Other targeted Iranian officials include Rouhani’s advisor Hesam-al-Din Ashna, former vice president for women and family affairs Shahindokht Molaverdi, figures in the administration, and members of the president's family.

Amir Rashidi, a cybersecurity expert who works on privacy and access to the internet for the Iran Human Rights Campaign, talked to IranWire about the Iranian government’s official stance on the hackers who work for them.“They have not take a positive nor a negative stance on this. Even Rouhani, who tries to convey his messages with jokes and metaphors, has not raised this issue. This silence is weird, since it’s not clear whether they deem this issue to be important.”

Rashidi says that the government’s approach and its cybersecurity agenda have not changed much during Rouhani’s administration compared with his predecessors. What has changed is that there is newer technology. “For example, for some period of time, we did not have [any problems with the] two-stage verification [method of protecting data], and the hackers could only use phishing and malware. But now they have created fake second stages for verification to target [people] inside the country and gain access to their accounts. However, outside Iran they are still limited to phishing and malware. Politically, nothing has been changed.” But Rashidi said one recent attack targeting 74 accounts was one of the “cleanest hacking jobs” he could cite.

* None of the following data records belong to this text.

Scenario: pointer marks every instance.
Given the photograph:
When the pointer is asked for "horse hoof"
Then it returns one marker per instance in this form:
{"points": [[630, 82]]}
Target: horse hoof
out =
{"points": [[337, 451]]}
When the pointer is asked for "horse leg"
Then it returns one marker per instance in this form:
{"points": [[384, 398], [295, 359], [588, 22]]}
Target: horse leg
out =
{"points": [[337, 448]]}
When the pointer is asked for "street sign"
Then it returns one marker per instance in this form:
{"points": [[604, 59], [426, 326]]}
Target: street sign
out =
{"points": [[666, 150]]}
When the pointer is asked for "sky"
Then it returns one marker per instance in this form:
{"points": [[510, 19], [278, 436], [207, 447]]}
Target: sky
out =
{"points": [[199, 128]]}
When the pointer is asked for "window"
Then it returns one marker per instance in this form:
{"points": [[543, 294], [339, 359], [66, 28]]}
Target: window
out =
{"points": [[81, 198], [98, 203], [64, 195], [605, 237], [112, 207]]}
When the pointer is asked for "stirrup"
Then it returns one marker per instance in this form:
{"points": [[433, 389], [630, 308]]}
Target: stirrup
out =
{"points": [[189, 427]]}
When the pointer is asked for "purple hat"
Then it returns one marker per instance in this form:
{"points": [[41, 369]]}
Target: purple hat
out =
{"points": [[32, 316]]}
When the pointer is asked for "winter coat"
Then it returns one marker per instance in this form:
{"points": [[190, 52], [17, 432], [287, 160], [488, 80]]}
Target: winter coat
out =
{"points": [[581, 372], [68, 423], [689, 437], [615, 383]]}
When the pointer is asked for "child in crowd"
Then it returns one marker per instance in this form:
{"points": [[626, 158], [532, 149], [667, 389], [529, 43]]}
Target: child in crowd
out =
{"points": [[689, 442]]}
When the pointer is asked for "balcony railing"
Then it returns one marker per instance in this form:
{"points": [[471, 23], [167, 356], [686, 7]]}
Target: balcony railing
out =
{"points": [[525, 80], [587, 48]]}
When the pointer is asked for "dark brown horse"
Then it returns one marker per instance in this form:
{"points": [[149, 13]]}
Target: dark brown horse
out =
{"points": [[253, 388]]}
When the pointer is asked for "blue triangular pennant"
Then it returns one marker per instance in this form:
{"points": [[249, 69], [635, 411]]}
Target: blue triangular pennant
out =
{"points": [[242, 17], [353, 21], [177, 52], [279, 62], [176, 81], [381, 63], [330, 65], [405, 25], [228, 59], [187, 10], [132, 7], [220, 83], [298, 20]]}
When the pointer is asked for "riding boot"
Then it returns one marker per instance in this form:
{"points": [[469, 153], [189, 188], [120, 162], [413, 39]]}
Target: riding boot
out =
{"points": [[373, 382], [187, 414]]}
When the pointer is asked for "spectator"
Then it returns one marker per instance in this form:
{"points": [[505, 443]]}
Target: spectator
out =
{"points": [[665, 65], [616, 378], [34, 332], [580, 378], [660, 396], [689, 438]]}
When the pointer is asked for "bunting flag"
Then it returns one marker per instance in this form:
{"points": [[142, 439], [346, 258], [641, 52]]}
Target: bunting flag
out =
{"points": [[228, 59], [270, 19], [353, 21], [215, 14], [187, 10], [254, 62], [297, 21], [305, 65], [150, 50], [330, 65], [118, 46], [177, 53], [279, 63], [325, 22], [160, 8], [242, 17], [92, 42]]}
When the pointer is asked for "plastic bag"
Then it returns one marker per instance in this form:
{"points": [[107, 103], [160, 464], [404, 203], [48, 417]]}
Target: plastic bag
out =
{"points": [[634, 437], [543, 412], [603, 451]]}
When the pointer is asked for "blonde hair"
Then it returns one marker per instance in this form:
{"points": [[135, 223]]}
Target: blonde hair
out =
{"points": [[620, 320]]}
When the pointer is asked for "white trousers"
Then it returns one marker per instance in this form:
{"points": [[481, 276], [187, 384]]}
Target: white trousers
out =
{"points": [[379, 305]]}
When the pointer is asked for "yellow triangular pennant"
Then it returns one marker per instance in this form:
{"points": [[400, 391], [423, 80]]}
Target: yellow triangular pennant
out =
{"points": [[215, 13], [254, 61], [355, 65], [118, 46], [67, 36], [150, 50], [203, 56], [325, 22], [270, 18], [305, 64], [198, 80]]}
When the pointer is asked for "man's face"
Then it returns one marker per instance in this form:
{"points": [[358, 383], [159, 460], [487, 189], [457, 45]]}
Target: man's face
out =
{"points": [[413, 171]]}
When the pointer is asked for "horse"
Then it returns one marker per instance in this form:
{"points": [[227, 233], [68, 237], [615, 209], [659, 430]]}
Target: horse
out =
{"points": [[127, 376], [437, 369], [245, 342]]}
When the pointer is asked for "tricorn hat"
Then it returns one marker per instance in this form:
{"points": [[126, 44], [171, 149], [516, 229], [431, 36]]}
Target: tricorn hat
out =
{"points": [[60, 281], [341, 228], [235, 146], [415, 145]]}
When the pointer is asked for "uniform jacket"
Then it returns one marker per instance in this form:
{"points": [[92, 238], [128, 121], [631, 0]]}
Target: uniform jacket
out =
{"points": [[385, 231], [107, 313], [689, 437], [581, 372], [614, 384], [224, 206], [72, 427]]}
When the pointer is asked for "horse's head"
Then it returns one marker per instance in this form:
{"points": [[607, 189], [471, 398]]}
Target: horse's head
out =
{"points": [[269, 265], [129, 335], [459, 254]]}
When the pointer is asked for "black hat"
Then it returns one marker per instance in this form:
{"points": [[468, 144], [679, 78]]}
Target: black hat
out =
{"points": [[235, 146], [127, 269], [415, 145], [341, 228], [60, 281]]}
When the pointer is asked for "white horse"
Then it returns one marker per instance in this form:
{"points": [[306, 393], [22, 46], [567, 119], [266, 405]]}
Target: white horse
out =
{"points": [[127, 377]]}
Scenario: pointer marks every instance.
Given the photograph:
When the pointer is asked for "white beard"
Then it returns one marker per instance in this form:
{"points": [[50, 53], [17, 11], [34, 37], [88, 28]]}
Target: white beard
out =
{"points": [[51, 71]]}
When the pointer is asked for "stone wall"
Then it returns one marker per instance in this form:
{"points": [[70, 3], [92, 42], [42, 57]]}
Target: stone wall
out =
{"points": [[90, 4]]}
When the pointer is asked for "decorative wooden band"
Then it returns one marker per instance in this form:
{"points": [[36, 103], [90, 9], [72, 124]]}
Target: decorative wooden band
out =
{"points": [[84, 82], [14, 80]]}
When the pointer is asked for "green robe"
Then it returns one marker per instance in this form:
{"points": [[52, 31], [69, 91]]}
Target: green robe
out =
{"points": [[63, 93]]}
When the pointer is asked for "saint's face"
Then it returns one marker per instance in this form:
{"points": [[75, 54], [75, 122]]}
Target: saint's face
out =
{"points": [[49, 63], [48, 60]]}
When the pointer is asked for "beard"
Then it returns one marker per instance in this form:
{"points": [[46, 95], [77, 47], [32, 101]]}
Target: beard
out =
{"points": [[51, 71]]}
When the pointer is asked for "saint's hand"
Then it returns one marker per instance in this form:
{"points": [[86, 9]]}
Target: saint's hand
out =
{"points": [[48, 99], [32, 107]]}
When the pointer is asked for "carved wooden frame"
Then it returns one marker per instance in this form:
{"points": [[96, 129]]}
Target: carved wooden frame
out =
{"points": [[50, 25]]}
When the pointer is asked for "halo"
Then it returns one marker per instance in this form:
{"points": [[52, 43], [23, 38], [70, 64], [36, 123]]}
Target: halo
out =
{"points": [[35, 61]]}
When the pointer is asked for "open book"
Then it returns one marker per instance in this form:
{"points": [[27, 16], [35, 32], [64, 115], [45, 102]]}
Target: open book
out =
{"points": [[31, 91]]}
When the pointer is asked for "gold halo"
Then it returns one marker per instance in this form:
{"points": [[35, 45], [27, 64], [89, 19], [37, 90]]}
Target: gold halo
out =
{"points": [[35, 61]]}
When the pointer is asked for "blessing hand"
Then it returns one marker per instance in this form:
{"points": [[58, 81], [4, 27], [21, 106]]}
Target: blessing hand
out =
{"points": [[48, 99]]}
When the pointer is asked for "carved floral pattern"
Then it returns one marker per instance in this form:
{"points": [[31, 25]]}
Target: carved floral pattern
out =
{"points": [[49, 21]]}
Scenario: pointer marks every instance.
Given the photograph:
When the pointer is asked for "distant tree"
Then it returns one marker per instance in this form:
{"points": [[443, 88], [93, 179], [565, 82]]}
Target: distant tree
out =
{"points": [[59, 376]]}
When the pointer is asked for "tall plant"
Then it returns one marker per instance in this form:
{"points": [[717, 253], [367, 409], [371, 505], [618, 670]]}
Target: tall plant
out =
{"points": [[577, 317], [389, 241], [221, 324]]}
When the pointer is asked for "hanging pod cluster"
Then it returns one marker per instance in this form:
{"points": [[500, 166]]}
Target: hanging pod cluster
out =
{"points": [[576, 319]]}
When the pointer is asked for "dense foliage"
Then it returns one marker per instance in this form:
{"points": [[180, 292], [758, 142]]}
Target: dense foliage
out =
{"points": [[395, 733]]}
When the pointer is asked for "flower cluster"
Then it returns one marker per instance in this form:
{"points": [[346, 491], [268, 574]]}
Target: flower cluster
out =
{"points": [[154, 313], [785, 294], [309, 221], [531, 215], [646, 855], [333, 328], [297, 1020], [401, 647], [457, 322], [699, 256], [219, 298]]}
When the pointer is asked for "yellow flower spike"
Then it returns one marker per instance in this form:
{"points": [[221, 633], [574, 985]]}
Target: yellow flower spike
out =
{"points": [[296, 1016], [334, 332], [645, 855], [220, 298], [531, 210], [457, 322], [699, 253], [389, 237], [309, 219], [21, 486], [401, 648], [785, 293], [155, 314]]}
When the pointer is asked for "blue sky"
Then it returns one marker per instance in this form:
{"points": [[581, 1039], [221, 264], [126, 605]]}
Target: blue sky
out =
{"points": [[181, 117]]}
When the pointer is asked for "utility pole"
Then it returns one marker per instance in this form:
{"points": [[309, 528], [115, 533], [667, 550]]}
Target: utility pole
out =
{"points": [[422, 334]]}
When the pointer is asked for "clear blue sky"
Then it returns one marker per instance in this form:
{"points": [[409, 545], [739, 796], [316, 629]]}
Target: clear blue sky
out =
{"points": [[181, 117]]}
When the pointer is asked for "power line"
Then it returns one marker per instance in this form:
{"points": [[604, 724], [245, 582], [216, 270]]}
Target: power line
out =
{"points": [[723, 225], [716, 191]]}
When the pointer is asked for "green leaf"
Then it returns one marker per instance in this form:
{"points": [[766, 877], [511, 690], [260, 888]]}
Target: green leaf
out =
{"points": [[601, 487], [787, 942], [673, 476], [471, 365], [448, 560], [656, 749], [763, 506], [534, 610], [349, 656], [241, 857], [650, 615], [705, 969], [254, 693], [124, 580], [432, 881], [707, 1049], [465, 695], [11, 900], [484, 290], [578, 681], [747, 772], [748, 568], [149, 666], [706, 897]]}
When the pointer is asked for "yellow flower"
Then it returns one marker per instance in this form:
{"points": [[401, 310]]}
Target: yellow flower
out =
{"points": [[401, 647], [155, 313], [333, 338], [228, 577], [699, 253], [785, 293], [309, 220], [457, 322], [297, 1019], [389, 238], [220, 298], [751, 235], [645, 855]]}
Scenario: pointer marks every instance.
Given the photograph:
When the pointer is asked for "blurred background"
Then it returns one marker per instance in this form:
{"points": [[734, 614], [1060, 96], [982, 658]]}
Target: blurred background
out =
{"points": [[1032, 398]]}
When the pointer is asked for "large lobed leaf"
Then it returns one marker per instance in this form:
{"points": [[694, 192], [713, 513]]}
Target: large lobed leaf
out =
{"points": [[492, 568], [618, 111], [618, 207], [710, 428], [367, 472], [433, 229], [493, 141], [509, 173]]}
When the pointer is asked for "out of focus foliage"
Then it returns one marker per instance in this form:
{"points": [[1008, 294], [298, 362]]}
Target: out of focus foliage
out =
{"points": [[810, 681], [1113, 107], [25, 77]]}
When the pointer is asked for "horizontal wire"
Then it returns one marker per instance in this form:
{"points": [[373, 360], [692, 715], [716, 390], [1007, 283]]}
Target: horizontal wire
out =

Rashidi pointed to human rights organizations’ condemnation of and warnings about government-supported hackers, and their concerns over privacy. He indicated that despite the international attention these attacks are receiving, it is hard to see how the malicious attacks can be stopped. “Wars have their own rules. For example, if a party attacks civilians or murders prisoners of war, he has committed a war crime and will be prosecuted in an international court,” he said, warning that cybercrimes were less adequately supported by international legislation. "It’s such chaos that any government does whatever it wants. Also, in a physical war, soldiers wear uniforms and weapons are branded, which makes it easier to identify the wrongdoers, but in a cyber attack it’s hard to identify the real person responsible for the attack. People can fake their credentials online. We have no international treaty to regulate this space.”

Today the world will not always witness a physical war between states. Now the real wars will be cyber wars. The most famous example of such a war was “Staxnet,” which entered an Iranian network via a USB connection and dismantled some of Iran’s nuclear infrastructure, including damaging centrifuges. In November 2010, former president Mahmoud Ahmadinejad stated at a press conference that the virus had been designed by western governments.

Another example of cyberwar is Iran’s Shamoun malware, which targeted Saudi Arabian nuclear plants. In this attack, the Islamic Republic attempted to use Hebrew-language domains and names to blame Israel for the attack, but after a short time, these claims were debunked, and Iran was exposed as being the responsible party.